Lily of the Valley Orchid
Cuitlauzina pulchella
Small, fragrant, and difficult to please, the lily-of-the-valley orchid rewards those willing to give it the cool mountain air it was shaped by.
Cuitlauzina pulchella grows in the high-elevation cloud forests of Mexico and Central America, where temperatures stay mild year-round and humidity is reliably high. It is an epiphyte — living not in soil but anchored to bark, drawing moisture and nutrients from the air and passing rain — and its habits in cultivation reflect this entirely. The genus name commemorates Cuitlahuac, a ruler of Tenochtitlan; pulchella is simply Latin for beautiful, which the flowers, white and fragrant with a faint blush, undeniably are.

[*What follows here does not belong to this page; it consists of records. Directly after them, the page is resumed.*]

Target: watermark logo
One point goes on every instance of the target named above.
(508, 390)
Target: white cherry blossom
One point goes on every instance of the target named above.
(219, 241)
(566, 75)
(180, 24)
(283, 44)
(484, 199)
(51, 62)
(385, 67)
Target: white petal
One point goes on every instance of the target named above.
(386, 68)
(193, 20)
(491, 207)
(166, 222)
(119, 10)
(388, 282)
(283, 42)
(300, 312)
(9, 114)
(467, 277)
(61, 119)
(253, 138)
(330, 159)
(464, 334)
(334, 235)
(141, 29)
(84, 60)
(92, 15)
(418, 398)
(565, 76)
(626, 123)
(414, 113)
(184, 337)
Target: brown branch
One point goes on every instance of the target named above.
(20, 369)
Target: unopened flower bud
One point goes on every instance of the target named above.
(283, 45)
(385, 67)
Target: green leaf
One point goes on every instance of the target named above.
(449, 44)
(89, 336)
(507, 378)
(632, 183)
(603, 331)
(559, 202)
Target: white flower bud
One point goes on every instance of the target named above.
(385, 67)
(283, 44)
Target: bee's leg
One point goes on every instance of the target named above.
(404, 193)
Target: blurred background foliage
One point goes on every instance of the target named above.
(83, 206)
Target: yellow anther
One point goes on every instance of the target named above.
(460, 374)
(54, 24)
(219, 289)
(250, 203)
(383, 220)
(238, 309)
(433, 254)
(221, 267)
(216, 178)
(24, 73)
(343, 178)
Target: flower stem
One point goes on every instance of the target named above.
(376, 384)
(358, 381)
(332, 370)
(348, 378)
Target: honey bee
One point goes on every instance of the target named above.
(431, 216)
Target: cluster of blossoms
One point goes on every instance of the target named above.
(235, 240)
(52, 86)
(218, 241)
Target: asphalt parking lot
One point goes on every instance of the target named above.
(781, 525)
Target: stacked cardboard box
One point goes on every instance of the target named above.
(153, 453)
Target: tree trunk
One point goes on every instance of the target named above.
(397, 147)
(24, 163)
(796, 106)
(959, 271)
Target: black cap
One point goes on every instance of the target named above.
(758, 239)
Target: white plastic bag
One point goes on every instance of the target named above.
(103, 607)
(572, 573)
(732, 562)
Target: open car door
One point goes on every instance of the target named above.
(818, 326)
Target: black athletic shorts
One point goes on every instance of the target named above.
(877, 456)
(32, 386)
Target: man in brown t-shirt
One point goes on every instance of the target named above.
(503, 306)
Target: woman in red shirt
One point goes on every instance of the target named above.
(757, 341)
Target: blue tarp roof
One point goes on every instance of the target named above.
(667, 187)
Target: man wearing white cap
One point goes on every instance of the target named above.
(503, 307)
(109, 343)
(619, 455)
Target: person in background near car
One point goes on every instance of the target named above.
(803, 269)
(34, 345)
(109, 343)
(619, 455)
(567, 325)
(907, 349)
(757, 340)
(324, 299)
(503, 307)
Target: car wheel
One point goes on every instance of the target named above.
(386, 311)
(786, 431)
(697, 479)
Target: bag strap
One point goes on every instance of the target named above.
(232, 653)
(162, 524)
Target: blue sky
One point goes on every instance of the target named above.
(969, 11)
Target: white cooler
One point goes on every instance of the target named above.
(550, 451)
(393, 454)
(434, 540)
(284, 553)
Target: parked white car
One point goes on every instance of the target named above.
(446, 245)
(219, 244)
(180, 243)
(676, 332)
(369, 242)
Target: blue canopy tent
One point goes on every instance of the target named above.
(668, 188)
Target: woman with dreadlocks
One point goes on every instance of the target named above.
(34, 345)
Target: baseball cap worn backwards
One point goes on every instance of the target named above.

Cool to intermediate temperatures are essential: this orchid resents sustained heat and will decline in a warm home if not given a brighter, airier position or the climate-controlled conditions of a specialist orchid greenhouse. Pot it in a basket or open container using medium fir bark with perlite or charcoal for drainage, and water only when the medium approaches dryness. Winter demands a deliberate dry rest period to stimulate spring flowering. Repotting is unwelcome and should be deferred as long as the medium holds together — the plant blooms most freely when slightly root-bound and given time to settle. Not a beginner orchid, but a rewarding one for growers prepared to read its signals.